The commission then spent the better part of an hour discussing possible ways to provide the retiree with insurance while still keeping the overall rate down.
“We’ve got someone who’s been here for 25, 30 years, then they retire and can’t get insurance. That’s not right,” said commissioner Dickson Farrior.
County attorney Hank Sanders explained that the 59-year-old retiree falls into a gray area.
“It’s a special case because they are not old enough to be eligible for Medicare,” he said.
One possibility that was considered was hiring the retiree back in an advisor position, but Thomas and Sanders were unsure how that would affect the employee’s retirement plan.
Another option that the commission discussed was enrolling the retiree in COBRA (Consolidated Omnibus Budget Reconciliation Act).
According to the Department of Labor, COBRA allows workers and their families who lose health benefits the right to choose to continue group health benefits provided by their group health plan for limited periods of time under certain circumstances.
“By having COBRA, it gives us an 18-month extension,” said commissioner Robert Harris. “From this point, they’ll still have insurance for the next 18 months, which gives us an opportunity to look at this. Based on what we know now, that’s the only option.”

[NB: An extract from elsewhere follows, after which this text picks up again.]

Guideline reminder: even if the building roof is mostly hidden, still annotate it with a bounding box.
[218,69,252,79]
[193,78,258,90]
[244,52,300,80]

However, Harris also voiced his concerns about the decision when a vote was called for.
“If we do for one, we’ll have to do for all,” he said. “The more people that hear about this, we’ll be under obligation to help them. We have a lot of 57, 58-year-old people who fall in that age bracket and want to go home.”

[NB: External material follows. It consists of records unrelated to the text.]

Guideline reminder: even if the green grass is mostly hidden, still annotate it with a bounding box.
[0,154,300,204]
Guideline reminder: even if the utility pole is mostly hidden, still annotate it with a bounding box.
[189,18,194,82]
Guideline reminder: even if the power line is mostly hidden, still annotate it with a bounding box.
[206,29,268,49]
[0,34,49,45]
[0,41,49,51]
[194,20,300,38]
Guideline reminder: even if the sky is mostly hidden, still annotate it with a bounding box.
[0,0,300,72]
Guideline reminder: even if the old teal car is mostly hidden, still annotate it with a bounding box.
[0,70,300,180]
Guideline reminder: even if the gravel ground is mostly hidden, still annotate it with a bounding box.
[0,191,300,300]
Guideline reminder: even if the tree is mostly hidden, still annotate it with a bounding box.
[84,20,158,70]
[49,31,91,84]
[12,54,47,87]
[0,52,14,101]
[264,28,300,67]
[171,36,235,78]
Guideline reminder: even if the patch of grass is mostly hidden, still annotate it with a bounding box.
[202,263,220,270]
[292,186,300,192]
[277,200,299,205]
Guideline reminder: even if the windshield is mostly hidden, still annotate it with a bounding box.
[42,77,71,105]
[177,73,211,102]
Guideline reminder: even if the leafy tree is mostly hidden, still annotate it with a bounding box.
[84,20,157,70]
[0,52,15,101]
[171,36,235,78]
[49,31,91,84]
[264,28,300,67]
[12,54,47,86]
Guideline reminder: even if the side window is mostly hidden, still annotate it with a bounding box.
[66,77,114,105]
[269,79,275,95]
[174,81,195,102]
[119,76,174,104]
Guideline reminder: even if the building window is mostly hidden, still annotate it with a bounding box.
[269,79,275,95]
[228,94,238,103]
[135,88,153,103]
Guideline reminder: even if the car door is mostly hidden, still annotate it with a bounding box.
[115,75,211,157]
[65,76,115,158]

Two motions were made by the commission: The first was to approve the plan with the state insurance board without any retirees.
The motion was approved, and commissioner Marzett Thomas abstained.
The second motion was to do whatever is legal and proper to assist retirees with acquiring insurance, and it was passed with Thomas again abstaining.
The commission also set a meeting for 8 a.m. Monday morning to discuss an economic development contract.